SETI Institute’s senior scientist Seth Shostak recently took on some implausible elements in “Avatar” on Space.com, most notably the feasibility of mining that precious mineral worth $20 million a kilogram—unobtainium. It’s not worth the expense, he says:
I do want to note something about the premise, because Tinseltown has used the idea of interstellar mining over and over. Simply put: Is there some naturally occurring element or compound that would really be worth hauling back to Earth from another star system?
This question was addressed two centuries ago, when England began to send people (mostly low-grade criminals) to Australia. This population needed something to export to London to earn foreign currency, and they settled on wool. This was not because the Aussies are particularly fond of sheep (although New Zealanders have plenty of jokes about that), but only because wool is very expensive per pound. Sending it back to Europe was expensive, and Australian wool would only be competitive in the London markets if the shipping costs were a small fraction of the product value. Even in the day of wooden ships, this criterion was met.
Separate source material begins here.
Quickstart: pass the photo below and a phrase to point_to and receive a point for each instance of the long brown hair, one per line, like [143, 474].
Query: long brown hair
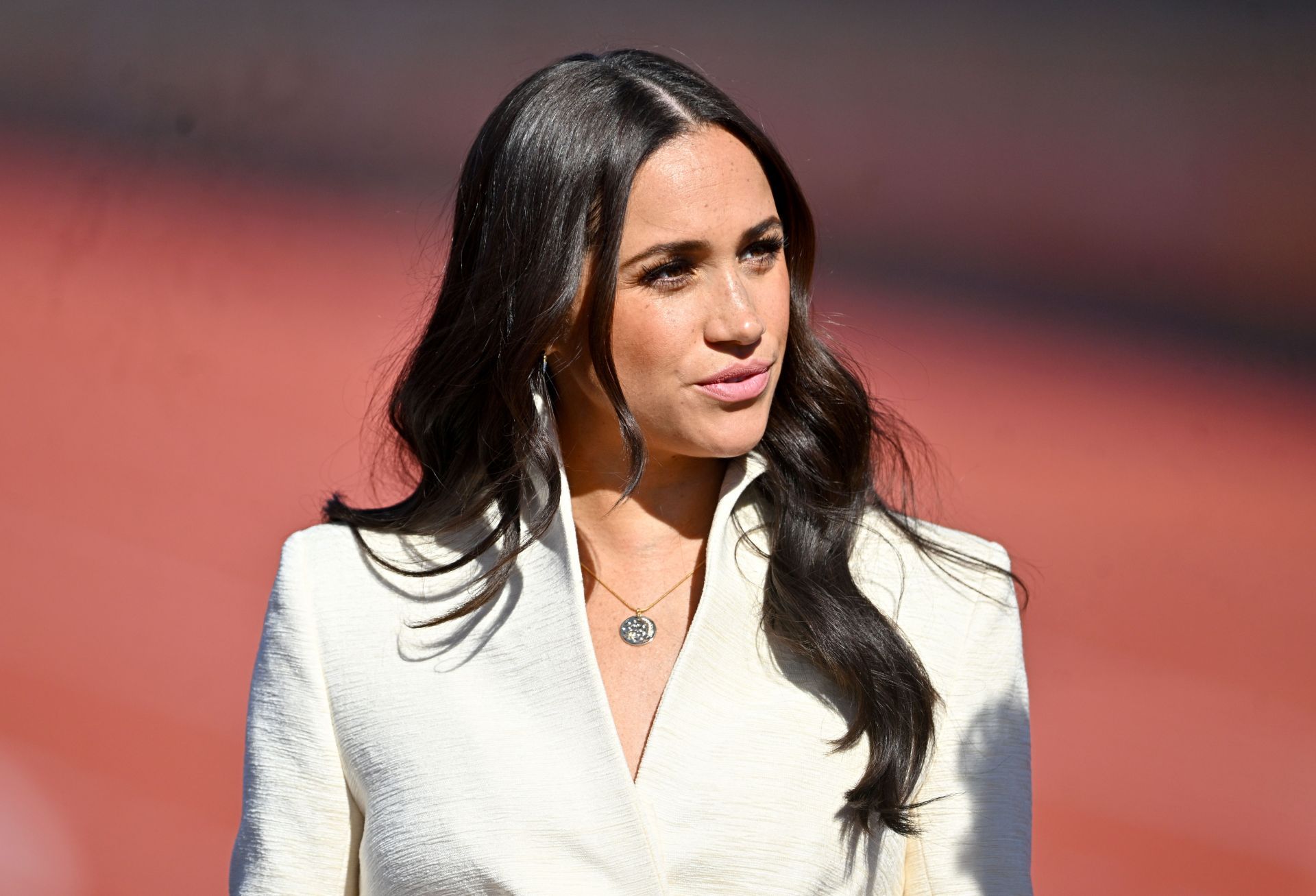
[545, 186]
Now let’s consider the tariff for sending a kilo of unobtainium back to Earth. Our descendents in this film have some pretty nifty looking rockets, and we hear shortly after the opening titles that the trip to Pandora takes only about five years (as measured on-board). Well, even the nearest other star system, Proxima Centauri, is 4.3 light-years from where you’re sitting. That means that transport between Earth and Pandora occurs at 85% the speed of light or more!
Getting a kilogram of unobtainium (or anything else) up to that speed, and then decelerating it at the end of the ride, takes at least 1017 joules of energy. That’s freshman physics. What’s the cost of that energy? Our cheapest joules are supplied by your local utility company at about ten cents a kilowatt hour, or 36 million joules per dollar. At that rate, the price of shipping a kilo of unobtainium works out to $3 billion, or — assuming 2% annual inflation between now and 150 years from now — $50 billion in 2154 c.e. dollars (that’s the year in which the film takes place).
In other words, the transport costs for unobtainium exceed the value of the merchandise by a factor of more than 2,500!
So that settles that. You are not about to pay $60,000 to Amazon as the shipping charge for this month’s best seller. Interstellar mining — and the affront to natives it might imply — should be tactfully removed from Hollywood’s box of tropes.